Posted by Daly de Gagne
Mar 21, 2012 at 02:04 AM

 

Dr Andus, thanks for the reference to Manfred’s description of how he’s used CT.

I have no doubt, based on the reports of people such as Manfred, that CT is a phenomenal product, and that I could make really good use of it. Unfortunately, I cannot get my brain around how to use it. While I think part of my problem has to do with how the instructions for use are presented, I have come to realize that a major stumbling block is my inability to figure out how to begin using it. And that is not something unique to me and CT, but to any wiki program I have tried, and some other programs as well.

Recently I again trialed the product (fortunately I hadn’t already tried it on my current laptop).

Again, I’m unable to figure it out, although I have no doubt it could be a killer app for me.

I need someone to talk me through the initial stages of getting going with CT. If I had such a person, I’d gladly buy CT.

I suspect if there was a CT for Dummies book, that chunked everything down, and explained some of the implicit assumptions about working with wikis in general, and CT in particular, I’d be OK. But since Wiley hasn’t published such a book in the Dummies series, I need to be able to work with a live person.

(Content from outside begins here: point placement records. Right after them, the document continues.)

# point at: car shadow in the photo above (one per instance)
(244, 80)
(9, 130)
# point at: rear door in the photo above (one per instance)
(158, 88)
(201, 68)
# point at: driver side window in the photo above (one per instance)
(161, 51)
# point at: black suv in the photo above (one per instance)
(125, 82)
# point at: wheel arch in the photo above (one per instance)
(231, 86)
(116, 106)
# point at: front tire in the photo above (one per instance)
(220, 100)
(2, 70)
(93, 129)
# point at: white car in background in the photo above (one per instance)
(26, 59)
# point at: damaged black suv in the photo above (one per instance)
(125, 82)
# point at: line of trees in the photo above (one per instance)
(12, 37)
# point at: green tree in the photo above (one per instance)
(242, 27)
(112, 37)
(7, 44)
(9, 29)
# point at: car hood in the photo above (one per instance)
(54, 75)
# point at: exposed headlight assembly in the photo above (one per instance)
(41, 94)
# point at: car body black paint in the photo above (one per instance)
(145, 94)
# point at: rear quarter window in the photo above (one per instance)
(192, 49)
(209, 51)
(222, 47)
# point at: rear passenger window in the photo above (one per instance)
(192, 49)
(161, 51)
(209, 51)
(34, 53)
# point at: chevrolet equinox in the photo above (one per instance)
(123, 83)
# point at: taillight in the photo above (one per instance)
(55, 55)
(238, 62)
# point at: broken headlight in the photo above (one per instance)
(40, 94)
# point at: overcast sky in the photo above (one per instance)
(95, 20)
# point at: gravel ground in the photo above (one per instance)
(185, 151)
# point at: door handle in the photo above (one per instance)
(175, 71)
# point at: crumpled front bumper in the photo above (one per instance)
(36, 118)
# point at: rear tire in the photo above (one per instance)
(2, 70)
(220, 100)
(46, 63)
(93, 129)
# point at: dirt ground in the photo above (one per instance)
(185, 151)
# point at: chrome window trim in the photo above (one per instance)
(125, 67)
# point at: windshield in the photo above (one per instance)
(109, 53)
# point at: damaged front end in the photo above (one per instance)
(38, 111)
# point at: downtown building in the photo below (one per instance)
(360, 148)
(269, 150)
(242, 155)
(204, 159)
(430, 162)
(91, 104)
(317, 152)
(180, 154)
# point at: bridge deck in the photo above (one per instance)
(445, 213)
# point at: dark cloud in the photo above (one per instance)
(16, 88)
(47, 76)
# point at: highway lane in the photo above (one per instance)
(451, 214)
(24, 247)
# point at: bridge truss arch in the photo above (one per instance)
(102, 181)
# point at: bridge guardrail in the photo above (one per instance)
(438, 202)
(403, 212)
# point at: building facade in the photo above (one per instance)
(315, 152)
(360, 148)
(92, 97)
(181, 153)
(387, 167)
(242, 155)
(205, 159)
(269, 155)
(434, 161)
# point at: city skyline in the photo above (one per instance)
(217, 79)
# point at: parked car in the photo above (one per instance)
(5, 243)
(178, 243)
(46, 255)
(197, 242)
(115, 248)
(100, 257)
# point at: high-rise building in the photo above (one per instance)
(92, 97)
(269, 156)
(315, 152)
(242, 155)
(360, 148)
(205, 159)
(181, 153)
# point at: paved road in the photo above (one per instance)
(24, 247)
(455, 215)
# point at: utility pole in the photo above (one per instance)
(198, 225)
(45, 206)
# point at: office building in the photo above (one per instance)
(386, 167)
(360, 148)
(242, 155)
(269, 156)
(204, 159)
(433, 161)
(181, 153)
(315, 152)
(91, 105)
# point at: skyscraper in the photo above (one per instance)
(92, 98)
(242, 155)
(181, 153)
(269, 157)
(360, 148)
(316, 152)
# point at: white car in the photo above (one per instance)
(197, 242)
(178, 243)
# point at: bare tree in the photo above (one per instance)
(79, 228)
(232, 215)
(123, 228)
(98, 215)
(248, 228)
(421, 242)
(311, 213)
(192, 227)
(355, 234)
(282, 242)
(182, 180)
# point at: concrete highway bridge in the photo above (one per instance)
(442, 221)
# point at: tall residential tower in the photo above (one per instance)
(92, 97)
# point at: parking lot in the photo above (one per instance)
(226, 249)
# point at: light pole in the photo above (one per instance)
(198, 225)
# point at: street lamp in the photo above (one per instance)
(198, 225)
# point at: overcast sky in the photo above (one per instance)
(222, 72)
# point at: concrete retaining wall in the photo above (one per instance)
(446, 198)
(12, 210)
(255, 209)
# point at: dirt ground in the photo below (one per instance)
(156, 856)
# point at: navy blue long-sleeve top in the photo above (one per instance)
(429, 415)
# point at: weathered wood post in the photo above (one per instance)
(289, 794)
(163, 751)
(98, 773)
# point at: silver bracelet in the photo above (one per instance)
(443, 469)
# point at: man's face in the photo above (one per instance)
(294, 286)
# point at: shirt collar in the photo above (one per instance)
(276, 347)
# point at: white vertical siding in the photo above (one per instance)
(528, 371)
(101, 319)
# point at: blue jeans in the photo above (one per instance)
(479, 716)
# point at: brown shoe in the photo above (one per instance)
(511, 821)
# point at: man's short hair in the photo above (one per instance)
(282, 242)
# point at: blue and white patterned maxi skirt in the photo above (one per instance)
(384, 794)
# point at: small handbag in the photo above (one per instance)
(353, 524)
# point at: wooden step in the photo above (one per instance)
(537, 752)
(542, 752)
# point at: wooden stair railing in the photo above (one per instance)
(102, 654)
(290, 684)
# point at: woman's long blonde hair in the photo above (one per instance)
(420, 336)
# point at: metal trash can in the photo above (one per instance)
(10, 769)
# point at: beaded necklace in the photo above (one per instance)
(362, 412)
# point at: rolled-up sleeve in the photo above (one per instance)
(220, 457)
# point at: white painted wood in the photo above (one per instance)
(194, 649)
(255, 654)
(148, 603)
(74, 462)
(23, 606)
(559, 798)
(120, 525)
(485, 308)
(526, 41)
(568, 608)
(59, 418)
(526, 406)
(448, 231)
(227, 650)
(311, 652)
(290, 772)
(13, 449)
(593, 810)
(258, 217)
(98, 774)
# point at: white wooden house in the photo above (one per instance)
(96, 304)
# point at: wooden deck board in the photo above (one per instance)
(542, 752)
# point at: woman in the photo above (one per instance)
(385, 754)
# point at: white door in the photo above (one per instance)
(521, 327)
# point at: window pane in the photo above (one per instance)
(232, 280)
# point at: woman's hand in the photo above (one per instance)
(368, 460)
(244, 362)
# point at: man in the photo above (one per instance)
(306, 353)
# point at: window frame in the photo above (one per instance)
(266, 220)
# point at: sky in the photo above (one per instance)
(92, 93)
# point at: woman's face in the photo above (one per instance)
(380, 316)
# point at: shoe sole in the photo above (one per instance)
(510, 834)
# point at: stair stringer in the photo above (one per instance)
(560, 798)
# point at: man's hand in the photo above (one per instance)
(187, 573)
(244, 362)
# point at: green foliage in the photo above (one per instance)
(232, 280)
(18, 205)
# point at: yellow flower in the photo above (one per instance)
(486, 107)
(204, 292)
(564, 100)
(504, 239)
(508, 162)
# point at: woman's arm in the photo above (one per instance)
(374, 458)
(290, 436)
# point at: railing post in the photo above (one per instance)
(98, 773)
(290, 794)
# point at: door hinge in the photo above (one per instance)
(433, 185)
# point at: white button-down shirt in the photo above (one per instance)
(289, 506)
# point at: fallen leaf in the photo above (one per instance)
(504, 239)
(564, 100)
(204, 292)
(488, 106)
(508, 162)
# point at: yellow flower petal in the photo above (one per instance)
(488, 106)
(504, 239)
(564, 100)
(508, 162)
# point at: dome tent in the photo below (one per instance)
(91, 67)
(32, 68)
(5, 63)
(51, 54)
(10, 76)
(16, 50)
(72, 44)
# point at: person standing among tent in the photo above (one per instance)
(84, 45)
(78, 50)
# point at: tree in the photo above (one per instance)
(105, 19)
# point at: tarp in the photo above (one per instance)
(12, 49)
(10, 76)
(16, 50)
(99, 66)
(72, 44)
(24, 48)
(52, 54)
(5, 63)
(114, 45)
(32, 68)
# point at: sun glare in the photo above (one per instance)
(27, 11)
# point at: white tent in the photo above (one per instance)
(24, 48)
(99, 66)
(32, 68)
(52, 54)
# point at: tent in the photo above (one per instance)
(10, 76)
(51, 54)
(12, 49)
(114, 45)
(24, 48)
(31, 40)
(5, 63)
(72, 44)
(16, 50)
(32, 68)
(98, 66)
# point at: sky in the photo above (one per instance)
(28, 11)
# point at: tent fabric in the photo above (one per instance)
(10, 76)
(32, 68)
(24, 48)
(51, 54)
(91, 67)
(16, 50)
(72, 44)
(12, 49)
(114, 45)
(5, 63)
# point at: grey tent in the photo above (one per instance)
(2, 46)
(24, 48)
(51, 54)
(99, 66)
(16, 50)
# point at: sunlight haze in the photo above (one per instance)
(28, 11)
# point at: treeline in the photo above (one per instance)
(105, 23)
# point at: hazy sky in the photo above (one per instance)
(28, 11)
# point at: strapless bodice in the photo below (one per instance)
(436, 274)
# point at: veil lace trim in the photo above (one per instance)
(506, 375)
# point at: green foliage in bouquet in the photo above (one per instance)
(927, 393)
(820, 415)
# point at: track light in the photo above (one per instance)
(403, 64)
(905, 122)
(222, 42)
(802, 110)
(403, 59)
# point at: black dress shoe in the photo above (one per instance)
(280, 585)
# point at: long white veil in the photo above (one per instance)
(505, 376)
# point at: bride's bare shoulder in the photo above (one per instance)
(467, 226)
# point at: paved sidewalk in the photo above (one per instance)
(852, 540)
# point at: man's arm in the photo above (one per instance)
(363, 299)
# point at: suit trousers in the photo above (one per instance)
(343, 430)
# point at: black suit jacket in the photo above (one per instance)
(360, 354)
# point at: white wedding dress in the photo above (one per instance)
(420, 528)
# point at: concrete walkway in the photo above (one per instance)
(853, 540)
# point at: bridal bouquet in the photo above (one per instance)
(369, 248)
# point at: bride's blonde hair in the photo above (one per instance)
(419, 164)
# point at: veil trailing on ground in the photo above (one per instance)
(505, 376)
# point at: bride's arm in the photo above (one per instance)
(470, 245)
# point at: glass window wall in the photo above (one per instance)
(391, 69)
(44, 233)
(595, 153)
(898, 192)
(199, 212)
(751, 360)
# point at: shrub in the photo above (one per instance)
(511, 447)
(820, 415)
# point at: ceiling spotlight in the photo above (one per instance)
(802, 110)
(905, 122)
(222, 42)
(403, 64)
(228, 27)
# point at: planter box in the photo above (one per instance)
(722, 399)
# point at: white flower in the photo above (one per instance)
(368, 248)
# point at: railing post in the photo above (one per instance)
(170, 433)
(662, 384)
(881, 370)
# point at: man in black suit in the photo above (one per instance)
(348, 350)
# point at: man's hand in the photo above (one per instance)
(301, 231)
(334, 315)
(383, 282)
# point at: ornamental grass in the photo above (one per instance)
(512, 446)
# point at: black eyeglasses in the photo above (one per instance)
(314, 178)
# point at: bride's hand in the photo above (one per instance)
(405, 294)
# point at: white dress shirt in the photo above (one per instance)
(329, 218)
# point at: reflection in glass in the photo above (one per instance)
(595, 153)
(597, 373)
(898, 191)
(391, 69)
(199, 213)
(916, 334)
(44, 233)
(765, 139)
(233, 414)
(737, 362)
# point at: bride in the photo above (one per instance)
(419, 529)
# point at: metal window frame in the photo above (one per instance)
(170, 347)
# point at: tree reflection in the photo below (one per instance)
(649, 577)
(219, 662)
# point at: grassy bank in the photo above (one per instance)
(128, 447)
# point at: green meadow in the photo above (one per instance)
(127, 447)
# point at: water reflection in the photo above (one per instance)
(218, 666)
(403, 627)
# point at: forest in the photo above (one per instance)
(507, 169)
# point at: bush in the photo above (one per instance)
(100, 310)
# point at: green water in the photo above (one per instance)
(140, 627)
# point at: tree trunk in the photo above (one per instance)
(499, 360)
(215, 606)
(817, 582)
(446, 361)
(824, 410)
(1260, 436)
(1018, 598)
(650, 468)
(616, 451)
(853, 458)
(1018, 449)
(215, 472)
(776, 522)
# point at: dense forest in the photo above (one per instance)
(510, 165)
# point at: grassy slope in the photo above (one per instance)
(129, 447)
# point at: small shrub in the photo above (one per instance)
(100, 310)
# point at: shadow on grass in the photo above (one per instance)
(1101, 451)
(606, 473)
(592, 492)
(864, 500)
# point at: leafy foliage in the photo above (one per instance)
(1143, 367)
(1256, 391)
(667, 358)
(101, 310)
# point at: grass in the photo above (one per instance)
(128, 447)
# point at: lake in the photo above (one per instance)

That’s a lot to ask, I know.

But if anyone’s interested in such a process it could make some good blog copy for ExuberantEclectic.com - as well as the other person’s blog (if s/he had one). Or it could even become the basis for a joint proposal to Wiley for a CT for Dummies book.

Cheers,

Daly

 


Posted by Dr Andus
Mar 21, 2012 at 02:34 AM

 

Daly de Gagne wrote:
>Dr Andus, thanks for the reference to Manfred’s description of how he’s used CT.
>I
>have no doubt, based on the reports of people such as Manfred, that CT is a phenomenal
>product, and that I could make really good use of it. Unfortunately, I cannot get my
>brain around how to use it. While I think part of my problem has to do with how the
>instructions for use are presented, I have come to realize that a major stumbling
>block is my inability to figure out how to begin using it. And that is not something
>unique to me and CT, but to any wiki program I have tried, and some other programs as
>well.

Daly,
I can completely empathise with you because I had the same problem. Over the past 6 years I’d downloaded it several times and then gave up in frustration because I didn’t even know where to begin and I similarly couldn’t understand the instructions. Eventually it was Steve’s blog post earlier in this thread that led to the breakthrough for me.

Now that I understand a little bit about it, I think the source of this problem is also CT’s main strength. Basically it is such a versatile and flexible piece of software that it allows you - but also requires you - to invent your very own version of it. So it’s a catch 22: in order to understand the software, you need to invent a use for it, but you can’t invent a use for it, unless you know how it works at least a little. It’s almost a zen-like problem and requires some form of sudden enlightenment when both things happen at the same time (at least for a non-programmer type like me :). For me the zen situation was provided by the fact that I had some specific data-analysis and writing-related problems for which wikis seemed perfect, and then came Steve’s post, and I just suddenly realised how I might just be able to figure out how to use it.

Then came the next phase, which meant actually starting the work in CT, without spending too much time reading the Help file. And I’m progressing step-by-step, looking up the Help file or the CT forum or actually asking for help as and when I need it. And so learning about CT has been incremental and totally in parallel with inventing my own version of it (i.e. my own desktop layout, arrangement of tools, creating logical relationships between documents (topics) and categories etc.). So I recommend 1) finding a problem you need to solve (a writing or organisational problem), 2) get stuck into CT, and 3) learn about the features as you go along and ask for help when needed.